All the remaining adjustments were to make sure it fit the text properly and didn’t take up too much space. It turned out my ellipse should be nearly a circle to fit everything in, but that left a lot of room at the top of the cloud, so I had to change the base figure:

And after a lot of tweaking things and rearranging where my content went within the cloud, I settled on this (with fun science content inside):

I put it into my proposal document, stepped back, and went “…I don’t really like this.” In the context of the proposal, it just didn’t seem to fit, and it pushed me over my page limit.
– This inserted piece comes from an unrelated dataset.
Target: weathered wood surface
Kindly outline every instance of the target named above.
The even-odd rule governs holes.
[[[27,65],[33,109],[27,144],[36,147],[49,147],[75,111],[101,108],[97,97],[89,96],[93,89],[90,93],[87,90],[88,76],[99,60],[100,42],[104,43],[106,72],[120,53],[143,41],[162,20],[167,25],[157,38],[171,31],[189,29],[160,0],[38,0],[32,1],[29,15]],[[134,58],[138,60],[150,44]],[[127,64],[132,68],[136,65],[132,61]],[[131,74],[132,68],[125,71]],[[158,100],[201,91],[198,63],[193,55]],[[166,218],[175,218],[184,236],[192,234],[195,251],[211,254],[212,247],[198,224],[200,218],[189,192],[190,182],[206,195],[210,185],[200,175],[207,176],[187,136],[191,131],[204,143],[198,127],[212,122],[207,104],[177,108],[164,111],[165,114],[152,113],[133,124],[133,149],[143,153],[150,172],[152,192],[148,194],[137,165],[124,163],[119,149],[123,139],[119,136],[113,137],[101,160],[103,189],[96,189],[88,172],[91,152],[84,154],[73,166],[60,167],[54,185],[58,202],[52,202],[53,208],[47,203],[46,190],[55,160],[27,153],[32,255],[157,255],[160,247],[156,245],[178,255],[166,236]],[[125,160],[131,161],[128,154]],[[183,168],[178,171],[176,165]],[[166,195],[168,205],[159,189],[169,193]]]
So after many hours of working out math and coding across Julia and TikZ, I just threw it out. I might bring it back on another occasion, but it felt wrong in this case.

I could justify this whole experience by saying it’s helpful to look at alternative forms of my figures so I can find out what does and doesn’t work, and I believe that to some extent. But honestly, it was just a fun puzzle. I’ve found that since I started doing research full-time, any fun puzzles I come across get folded into the larger research project, so I have to save this kind of writeup for a formal research product like a paper or presentation. I liked getting to just solve something in one sitting and work through just enough hurdles to keep it interesting but not frustrating!